Similarly, evidence from the United States suggests that increasing broadband deployment can have tangible positive effects on the wider economy. Not only can it translate into higher productivity, but it also helps create new jobs and facilitate economic development in rural areas (Bertschek et al., 2016). In each case, reducing the monetary and time costs associated with transmitting information can have a positive impact on an economy. In business, time is almost always of the essence.
And this is where pigeons can tell us something. The telegraph, the telephone and the internet are in part iterations of an old idea: they are ways to move information from A to B. That could be from Normandy to Hampshire, from Brussels to Aachen, or across the sand-swept streets of Ancient Amarna. Human beings can make economic gains from the speedy transmission of data, and for centuries pigeons were an excellent solution to this requirement.
Dove to dust
But what about the latest chapter of our story so far? How did pigeons go from being a key communication technology, used by news agencies, the military and criminals alike, to being seen as nothing more than a mundane urban pest. At what stage did rock doves become dirty ‘winged rats’ in the eyes or their human former colleagues? It’s a startling fall from grace.
There are two critical factors. First is their proliferation. Over centuries of domestication – for food, homing or otherwise – many pigeons escaped captivity. As a species, they are unfussy when it comes to choosing a nest and are highly productive breeders. A single female can produce 4-8 chicks per year without much difficulty, and new fledglings are ready to leave the roost after just 30-35 days. This means that once a few have escaped, populations can multiple rapidly. On top of this, modern urban environments mimic the birds’ natural cliff-side habitat (i.e., the ‘rock’ in rock doves). This means that feral pigeon colonies find it relatively easy to flourish in towns and cities, settling in rooftops, gutters and archways,
There are consequences to their swelling ranks. To put it bluntly, pigeons poo a lot. A single bird produces up to 11kg of waste each year, slathering parks, pavements and playgrounds in acidic excrement. In fact, across the United States pigeon droppings cause $1.1 billion worth of damage each year. This does their reputation few favours.
Second, there is the wider case of technology change. At the same time as their urban populations were booming, pigeons were becoming less and less useful to humans. While small flocks were still deployed in certain circumstances (such as military combat), for the most part the pigeon post was wiped out by the development of the telephone in the late 19th century. Not many people were eating squab meat anymore. This meant that their place in society, from a human perspective at least, had shifted from useful to harmful.
The final known pigeon-based postal service was retired in 2002 (in Odisha, India). The reason? Reliable broadband internet had arrived, and airborne avian mail was no longer a necessity. Technologies come and go, and how we communicate information is no different. The wheel of change grinds on.

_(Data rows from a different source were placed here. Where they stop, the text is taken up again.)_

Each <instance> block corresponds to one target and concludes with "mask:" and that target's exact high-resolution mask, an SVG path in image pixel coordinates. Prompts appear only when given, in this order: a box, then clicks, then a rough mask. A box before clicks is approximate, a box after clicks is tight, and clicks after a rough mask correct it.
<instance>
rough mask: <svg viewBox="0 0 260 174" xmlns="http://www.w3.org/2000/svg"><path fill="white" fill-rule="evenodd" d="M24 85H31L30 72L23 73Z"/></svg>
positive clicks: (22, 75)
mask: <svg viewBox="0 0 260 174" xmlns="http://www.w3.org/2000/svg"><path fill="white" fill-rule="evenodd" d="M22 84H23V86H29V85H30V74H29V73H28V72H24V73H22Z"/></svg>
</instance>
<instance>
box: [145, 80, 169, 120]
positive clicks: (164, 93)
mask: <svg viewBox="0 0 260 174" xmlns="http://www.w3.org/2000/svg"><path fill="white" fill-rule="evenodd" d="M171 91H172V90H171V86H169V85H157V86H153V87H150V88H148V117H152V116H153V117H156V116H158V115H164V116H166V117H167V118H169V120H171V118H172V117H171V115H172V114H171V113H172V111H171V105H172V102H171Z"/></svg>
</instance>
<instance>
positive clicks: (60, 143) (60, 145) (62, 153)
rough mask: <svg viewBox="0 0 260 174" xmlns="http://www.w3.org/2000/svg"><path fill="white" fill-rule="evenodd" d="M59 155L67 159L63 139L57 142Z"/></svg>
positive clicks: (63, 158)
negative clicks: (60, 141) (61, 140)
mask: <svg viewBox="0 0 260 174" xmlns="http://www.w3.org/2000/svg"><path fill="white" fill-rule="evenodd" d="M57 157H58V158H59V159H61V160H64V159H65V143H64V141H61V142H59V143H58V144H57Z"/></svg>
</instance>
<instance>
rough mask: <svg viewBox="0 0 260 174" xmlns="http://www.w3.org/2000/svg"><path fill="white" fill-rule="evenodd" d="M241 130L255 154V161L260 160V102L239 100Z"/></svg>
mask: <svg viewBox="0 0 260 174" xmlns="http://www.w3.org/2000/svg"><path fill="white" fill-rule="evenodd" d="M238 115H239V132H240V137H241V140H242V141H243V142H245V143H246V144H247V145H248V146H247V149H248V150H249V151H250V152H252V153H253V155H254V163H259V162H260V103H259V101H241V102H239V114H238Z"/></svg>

But not all is lost. Just as largely redundant canal networks still criss-cross the UK, marking the contemporary landscape with traces of a foregone era, the presence of pigeons is partly an echo of a different economic age. These remarkable but underappreciated navigators may no longer play a major role in the daily workings of society, but that does not mean they are unimportant. The world may have moved on, but in their own small way pigeons helped us get to where we are. One last message, it seems.